Harbor Commissioner San Mateo County, California
- In office January 11, 2011 – January 2019

Personal details
- Born: 1968 (age 57–58) Philippines
- Party: Democratic
- Education: University of California, Davis
- Occupation: Communications Division roles, Port of Oakland

= Robert Bernardo =

American politician

Robert Bernardo is an American politician and a member of the San Mateo County Harbor Commission.

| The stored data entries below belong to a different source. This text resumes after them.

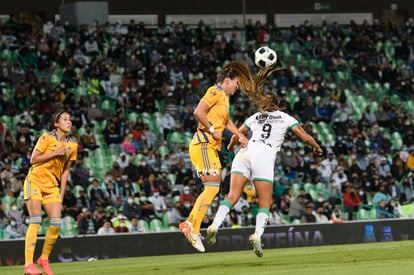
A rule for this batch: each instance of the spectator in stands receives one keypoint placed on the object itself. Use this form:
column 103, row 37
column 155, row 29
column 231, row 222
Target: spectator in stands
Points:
column 145, row 170
column 308, row 216
column 116, row 171
column 321, row 216
column 122, row 225
column 87, row 224
column 128, row 146
column 147, row 208
column 336, row 216
column 123, row 161
column 297, row 208
column 88, row 139
column 131, row 208
column 12, row 229
column 96, row 195
column 106, row 228
column 80, row 174
column 158, row 201
column 15, row 213
column 167, row 124
column 410, row 161
column 69, row 203
column 135, row 226
column 275, row 218
column 351, row 201
column 381, row 194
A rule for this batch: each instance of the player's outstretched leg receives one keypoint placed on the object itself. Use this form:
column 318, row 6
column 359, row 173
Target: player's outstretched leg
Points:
column 256, row 243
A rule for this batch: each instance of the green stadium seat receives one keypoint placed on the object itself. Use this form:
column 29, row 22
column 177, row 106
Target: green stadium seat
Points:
column 366, row 214
column 144, row 225
column 156, row 225
column 69, row 227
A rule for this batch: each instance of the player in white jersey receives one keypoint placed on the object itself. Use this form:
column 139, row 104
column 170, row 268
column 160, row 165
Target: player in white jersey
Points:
column 256, row 162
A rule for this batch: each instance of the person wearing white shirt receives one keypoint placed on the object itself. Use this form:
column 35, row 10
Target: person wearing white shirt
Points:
column 106, row 228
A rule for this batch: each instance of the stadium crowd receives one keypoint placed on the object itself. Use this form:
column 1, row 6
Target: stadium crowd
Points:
column 131, row 89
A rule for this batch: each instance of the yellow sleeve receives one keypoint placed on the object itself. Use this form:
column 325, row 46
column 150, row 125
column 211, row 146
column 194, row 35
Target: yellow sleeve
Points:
column 211, row 96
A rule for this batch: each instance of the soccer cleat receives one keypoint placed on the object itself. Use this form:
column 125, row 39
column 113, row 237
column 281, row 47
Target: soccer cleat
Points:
column 256, row 243
column 196, row 242
column 31, row 269
column 211, row 234
column 186, row 228
column 44, row 263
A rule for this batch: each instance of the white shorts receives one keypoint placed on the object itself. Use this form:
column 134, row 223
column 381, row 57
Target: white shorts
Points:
column 255, row 162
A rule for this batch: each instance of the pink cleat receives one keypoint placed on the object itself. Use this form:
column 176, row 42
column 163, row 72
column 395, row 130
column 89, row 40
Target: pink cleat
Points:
column 44, row 263
column 31, row 269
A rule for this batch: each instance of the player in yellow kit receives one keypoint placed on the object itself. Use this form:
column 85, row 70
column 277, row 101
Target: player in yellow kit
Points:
column 212, row 113
column 45, row 185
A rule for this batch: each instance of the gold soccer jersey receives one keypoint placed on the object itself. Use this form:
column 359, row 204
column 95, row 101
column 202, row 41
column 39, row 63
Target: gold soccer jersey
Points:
column 47, row 175
column 218, row 103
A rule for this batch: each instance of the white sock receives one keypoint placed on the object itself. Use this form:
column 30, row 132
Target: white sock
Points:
column 261, row 221
column 221, row 215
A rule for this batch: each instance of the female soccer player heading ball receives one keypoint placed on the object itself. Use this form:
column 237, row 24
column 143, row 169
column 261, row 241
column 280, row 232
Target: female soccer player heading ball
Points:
column 45, row 185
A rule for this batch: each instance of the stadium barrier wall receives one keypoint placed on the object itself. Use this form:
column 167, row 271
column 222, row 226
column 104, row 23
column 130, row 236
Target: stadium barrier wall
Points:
column 83, row 248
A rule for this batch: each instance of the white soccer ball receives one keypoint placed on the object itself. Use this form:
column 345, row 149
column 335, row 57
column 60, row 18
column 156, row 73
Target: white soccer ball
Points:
column 265, row 57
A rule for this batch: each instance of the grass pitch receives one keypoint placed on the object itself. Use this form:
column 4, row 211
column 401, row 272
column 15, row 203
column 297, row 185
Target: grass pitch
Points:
column 371, row 258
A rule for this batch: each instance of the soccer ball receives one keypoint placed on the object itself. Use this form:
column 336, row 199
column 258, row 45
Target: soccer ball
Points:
column 265, row 57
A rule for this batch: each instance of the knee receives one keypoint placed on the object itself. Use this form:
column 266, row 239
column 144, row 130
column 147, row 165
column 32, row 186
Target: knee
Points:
column 55, row 221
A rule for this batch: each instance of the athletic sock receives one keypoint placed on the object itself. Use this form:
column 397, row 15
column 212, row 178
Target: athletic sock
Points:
column 31, row 239
column 261, row 221
column 222, row 211
column 202, row 204
column 51, row 237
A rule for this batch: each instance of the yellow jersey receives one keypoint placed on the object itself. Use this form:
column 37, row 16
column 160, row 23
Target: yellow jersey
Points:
column 48, row 174
column 218, row 113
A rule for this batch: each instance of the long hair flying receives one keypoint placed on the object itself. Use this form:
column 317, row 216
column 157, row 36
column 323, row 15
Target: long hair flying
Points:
column 264, row 101
column 240, row 70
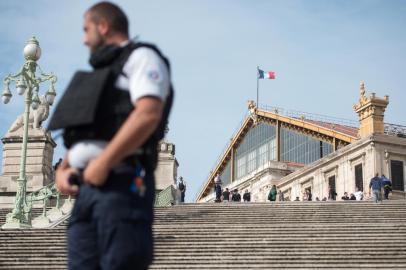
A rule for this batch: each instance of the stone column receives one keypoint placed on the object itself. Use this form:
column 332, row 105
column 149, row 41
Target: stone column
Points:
column 371, row 113
column 40, row 150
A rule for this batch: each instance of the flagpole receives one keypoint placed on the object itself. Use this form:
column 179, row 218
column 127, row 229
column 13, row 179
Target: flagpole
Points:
column 257, row 84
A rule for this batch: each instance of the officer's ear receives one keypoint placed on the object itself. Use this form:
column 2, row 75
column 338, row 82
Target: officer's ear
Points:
column 103, row 27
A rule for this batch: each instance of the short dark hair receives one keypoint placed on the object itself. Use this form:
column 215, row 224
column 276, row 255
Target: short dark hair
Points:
column 112, row 13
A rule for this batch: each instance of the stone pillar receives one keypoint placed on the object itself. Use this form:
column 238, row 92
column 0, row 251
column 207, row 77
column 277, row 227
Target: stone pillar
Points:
column 167, row 167
column 40, row 150
column 371, row 113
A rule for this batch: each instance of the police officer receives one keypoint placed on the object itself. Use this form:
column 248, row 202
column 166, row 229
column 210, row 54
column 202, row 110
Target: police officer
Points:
column 112, row 119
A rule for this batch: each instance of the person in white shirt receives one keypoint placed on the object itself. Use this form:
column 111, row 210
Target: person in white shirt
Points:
column 359, row 195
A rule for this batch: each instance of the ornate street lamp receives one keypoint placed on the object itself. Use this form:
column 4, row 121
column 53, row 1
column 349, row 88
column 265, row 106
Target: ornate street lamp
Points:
column 27, row 82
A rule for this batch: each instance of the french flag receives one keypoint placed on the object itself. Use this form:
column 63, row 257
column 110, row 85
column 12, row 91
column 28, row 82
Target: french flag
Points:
column 266, row 74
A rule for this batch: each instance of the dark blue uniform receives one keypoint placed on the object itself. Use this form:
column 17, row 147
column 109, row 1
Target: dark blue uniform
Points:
column 111, row 226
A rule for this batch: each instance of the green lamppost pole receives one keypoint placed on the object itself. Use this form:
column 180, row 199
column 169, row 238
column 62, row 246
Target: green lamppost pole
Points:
column 27, row 82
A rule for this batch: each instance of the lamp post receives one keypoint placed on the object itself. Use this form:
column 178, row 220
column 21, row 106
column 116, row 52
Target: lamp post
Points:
column 27, row 82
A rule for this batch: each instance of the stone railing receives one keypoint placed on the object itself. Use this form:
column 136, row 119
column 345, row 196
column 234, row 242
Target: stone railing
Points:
column 53, row 216
column 396, row 130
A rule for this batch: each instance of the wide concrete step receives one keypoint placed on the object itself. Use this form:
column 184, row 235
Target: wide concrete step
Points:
column 297, row 235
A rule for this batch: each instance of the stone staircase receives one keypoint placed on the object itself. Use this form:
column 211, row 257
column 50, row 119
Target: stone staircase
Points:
column 287, row 235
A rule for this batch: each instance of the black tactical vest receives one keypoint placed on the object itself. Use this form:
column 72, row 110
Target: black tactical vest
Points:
column 93, row 108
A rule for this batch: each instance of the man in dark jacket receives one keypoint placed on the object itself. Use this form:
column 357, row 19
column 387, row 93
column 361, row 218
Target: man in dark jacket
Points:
column 387, row 186
column 236, row 196
column 376, row 185
column 111, row 223
column 226, row 195
column 247, row 196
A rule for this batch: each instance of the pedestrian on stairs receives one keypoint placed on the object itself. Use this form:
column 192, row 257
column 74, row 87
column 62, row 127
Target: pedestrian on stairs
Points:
column 236, row 196
column 113, row 118
column 247, row 196
column 359, row 195
column 217, row 187
column 281, row 196
column 387, row 186
column 182, row 189
column 376, row 186
column 226, row 195
column 332, row 194
column 272, row 194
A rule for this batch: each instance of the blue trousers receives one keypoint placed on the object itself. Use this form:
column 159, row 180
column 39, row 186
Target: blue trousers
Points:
column 111, row 226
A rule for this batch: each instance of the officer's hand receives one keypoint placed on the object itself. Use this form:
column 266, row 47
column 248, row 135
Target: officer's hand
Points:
column 61, row 179
column 96, row 172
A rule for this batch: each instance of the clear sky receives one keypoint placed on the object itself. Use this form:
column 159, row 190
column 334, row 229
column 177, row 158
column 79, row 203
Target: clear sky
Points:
column 320, row 51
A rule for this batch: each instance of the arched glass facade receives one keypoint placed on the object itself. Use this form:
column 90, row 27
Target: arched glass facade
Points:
column 225, row 176
column 299, row 148
column 258, row 147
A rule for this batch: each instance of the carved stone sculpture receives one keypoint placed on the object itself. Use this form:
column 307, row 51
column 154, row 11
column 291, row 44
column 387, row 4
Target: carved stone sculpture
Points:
column 36, row 117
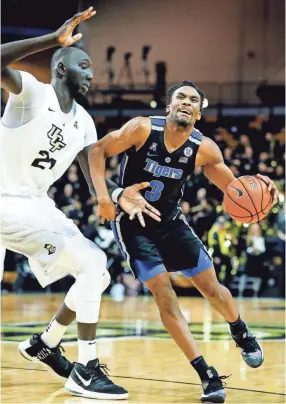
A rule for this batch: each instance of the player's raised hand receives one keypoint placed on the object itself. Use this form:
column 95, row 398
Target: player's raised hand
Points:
column 106, row 209
column 133, row 203
column 65, row 35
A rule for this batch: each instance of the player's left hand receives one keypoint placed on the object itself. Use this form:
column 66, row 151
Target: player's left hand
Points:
column 65, row 35
column 133, row 203
column 271, row 187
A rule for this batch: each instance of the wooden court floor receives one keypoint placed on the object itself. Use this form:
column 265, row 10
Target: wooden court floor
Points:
column 140, row 355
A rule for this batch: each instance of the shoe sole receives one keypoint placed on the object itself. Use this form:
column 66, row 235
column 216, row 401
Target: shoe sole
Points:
column 22, row 351
column 76, row 390
column 214, row 399
column 262, row 353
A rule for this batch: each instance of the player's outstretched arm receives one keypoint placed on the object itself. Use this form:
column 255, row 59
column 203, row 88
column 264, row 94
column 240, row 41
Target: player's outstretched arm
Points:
column 133, row 134
column 13, row 51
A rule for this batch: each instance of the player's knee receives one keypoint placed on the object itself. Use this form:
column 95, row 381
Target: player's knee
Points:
column 105, row 280
column 213, row 292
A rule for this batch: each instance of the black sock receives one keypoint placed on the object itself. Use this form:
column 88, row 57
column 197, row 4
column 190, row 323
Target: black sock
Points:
column 200, row 367
column 237, row 326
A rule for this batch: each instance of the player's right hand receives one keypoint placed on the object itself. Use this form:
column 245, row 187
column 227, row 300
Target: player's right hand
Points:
column 65, row 35
column 106, row 209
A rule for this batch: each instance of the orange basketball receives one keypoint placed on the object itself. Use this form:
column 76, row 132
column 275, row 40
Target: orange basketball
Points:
column 247, row 199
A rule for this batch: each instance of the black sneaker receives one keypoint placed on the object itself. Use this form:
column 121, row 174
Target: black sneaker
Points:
column 213, row 389
column 34, row 349
column 90, row 381
column 251, row 353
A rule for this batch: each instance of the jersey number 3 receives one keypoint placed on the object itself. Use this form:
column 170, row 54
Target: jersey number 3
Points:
column 44, row 161
column 155, row 193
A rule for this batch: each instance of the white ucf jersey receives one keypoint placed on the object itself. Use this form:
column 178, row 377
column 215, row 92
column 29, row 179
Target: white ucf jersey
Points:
column 38, row 144
column 37, row 152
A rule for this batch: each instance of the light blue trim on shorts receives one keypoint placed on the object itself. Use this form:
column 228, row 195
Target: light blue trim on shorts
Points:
column 204, row 263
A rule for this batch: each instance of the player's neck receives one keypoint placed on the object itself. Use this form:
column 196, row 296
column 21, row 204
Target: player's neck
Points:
column 65, row 100
column 175, row 135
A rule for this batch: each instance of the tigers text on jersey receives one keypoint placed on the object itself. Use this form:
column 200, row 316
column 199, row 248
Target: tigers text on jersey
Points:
column 166, row 172
column 34, row 155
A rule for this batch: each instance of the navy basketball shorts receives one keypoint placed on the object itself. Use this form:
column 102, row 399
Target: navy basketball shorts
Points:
column 171, row 245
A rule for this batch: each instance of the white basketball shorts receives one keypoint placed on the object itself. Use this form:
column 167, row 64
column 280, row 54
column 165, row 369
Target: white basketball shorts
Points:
column 35, row 228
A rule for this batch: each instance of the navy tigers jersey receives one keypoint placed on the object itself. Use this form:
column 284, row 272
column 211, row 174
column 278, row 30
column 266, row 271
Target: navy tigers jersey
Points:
column 166, row 172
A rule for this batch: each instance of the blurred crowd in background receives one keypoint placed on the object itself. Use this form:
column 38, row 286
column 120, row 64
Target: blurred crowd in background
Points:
column 254, row 253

He was elected on November 2, 2010, with 79,008 votes from the 20 cities and 18 unincorporated towns that comprise San Mateo County, California. He was re-elected for another four-year term 2014 - 2018.

== Biography and career ==

Robert Bernardo was born in the Philippines to Rodolfo and Bituin Bernardo in 1968. Bernardo, the oldest son of a businessman and medical doctor, emigrated to the United States when he was 2 years old, and spent his childhood in the cities of Daly City, Pacifica and South San Francisco. Bernardo attended Junipero Serra High School in San Mateo, studied at the University of California, Davis and in 1991 received his B.A. degree in English.

Upon graduation, Bernardo began a career in journalism. He later worked at San Francisco non-profit organizations before working at the San Francisco District Attorney's Office as a criminal investigator. From 2002 Bernardo has worked full-time at the Port of Oakland, initially as a community relations officer and then in the communications division. He was promoted to Director of Communications in July 2021.

== Political career ==

Bernardo began his political career on the South San Francisco Personnel Board, where he served for three years before being appointed to the Planning Commission by the South San Francisco City Council. After serving three years on the Planning Commission, Bernardo decided to run for countywide office, for the San Mateo County Harbor Commission.

=== Harbor Commission Election 2010 ===

When San Mateo County Harbor Commissioner Ken S. Lundie decided not to run for another term, three political newcomers decided to run for Lundie's open seat. Harbor Commission candidates included Robert Bernardo, Sabrina Brennan, and William Klear. The other available seat was held by incumbent and former Daly City Mayor Jim Tucker. During the midterm election on November 2, 2010, Bernardo received the most votes with 79,008 votes (33.2%), followed by Tucker with 70,865 votes (29.8%), Brennan with 61,222 votes (25.7%) and Klear with 26,743 (11.2%). Bernardo was sworn in on January 11, 2011, by his mother, Dr. Bituin Bernardo. Bernardo became the first Filipino elected to the San Mateo County Harbor Commission and he is also the highest-ranking Filipino and openly gay official in the U.S.

=== Harbor Commission Election 2014 ===

Bernardo was reelected in November 2014 in a tight race. Although he initially conceded on election night, the final vote tally showed that Bernardo had won by 292 votes. He did not run for a further term as harbor commissioner in 2018.

===Appointment Track Record===

In 2012 Bernardo's top choice for appointment to the San Mateo County Harbor District board of commissioners was Linda Koelling, to fill Commissioner Sally Campbell's seat. In 2013 Bernardo voted to appoint William Holsinger to fill Commissioner Leo Padreddii's seat. In both instances, 2012 and 2013, William Holsinger was appointed.

In November 2015 Bernardo voted to appoint Virginia Chang Kiraly to fill Commissioner Nicole David's seat.

===Board Officer===
Bernardo served as president of the Harbor Commission in 2013. He was elected as vice president of the Harbor Board of Commissioners in January 2018.

=== Other achievements ===
Bernardo was named Grand Marshal of the 2006 San Francisco Lesbian, Gay, Bisexual, and Transgender Pride Parade. He received the most votes in a field of nine candidates. Earlier that year, Bernardo was also selected as a “Top 40 Business Leader Under 40” by the Business Times newspaper. Bernardo is also a triple titleholder in beauty pageants, having won Mr. Pacific Friends San Francisco 1992, Mr. Gay Asian Pacific Alliance 1993, and First Runner-Up Mr. Asian International 1994.

=== Personal life ===
Bernardo was baptized as a Roman Catholic and attended Christian school (elementary through senior high), but converted to Judaism while in his mid-30s. He is active in the local Jewish community and his volunteer work includes speaking engagements at local high schools, college campuses and local businesses from topics that range from hate crime prevention to gay spirituality to running for public office. Bernardo is also fluent in Tagalog and French.